Good skin care in important to overall health. After a spinal cord injury, loss of sensation can cause several concerns. These include pressure ulcers, burns and rashes.

Pressure Ulcers: Causes and Prevention
The biggest concern is that of pressure ulcers. You may have also heard them called decubitus ulcers or pressure sores. As you can tell by the name, the main cause of these sores is pressure. When sensation is lost, you may not be aware that a sore is forming. Pressure may result from sitting or lying in the same position without moving. Other causes are shearing force and injury. Shearing forces happen when you move a person in bed by sliding or pulling rather than lifting. The skin can be scraped or rubbed along the bed itself. Injury to the skin may be caused by bumping legs on bed rails or wheelchairs, or by hitting the buttocks on a wheelchair wheel during transfers.
Other factors which may contribute to pressure ulcers are nutritional state, infections and incontinence. To maintain a good nutritional state, be sure to get enough fluids and food with protein. Infections may cause sweating and general malaise. Incontinence or having bowel or urine accidents causes increased moisture to skin areas, promoting skin breakdown.
Prevention of pressure ulcers is possible by paying attention to the above factors and monitoring the skin itself. These methods to help prevent pressure ulcers should begin immediately after the injury and then continue on a daily schedule throughout life.
Two major ways to prevent pressure ulcers are pressure reliefs and skin checks. M A pressure relief is done while in the wheelchair. It is accomplished by using both arms and pushing up, off of the cushion, or by leaning side to side and lifting the buttocks off the wheelchair seat. A skin check is done by looking at where the pressure was exerted on the skin after sitting and turning. For example, you would check the bottom of the tailbone or sacrum and the sitting bones or ischiums. Identify any redness or unusual looking areas. Self-checks can be made utilizing a hand mirror. A red area that does not go away in one hour could mean that a pressure ulcer is developing.
Additional ways to prevent pressure ulcers are by using special mattresses for the bed and special cushions for the wheelchair.
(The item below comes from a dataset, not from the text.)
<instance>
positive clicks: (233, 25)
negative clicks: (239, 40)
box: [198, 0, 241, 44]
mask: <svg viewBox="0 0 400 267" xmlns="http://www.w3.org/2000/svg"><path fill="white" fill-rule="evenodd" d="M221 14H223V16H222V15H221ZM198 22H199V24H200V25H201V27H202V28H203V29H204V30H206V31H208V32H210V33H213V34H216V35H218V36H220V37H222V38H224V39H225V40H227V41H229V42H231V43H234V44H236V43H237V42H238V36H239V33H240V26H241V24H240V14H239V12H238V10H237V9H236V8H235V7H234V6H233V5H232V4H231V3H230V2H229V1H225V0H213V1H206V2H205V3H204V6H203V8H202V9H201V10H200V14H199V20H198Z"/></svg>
These are prescribed by a doctor or physical therapist. They need to me maintained and replaced periodically.

Treatment:
Treatment of pressure ulcers involves several steps; the first is to find the cause of the problem. Was it moisture, increased pressure, trauma of being in poor health? The second treatment is to stay off the area and eliminate pressure until the redness or open sore is gone. That may mean staying in bed lying side to side until the sore is gone. Other treatment includes keeping the sore area clean. If the area is red only, and not open, wash with soap and water. If the skin has broken, contact a doctor for treatment options.

Burns and Rashes:
Other skin concerns, besides pressure ulcers, are burns and rashes. Due to lack of sensation, one needs to be careful with placing hot items where there is no sensation (i.e. lap) and checking bath/shower water before bathing. Increased moisture and friction can cause rashes. Treatment for burns is the same as for anyone. Immediately after the burn, apply cold water, keep the blister intact if possible and protect with a dressing, if necessary. For rashes, keep as clean and dry as possible. For all burns and rashes, you should contact your doctor to determine if further treatment is required.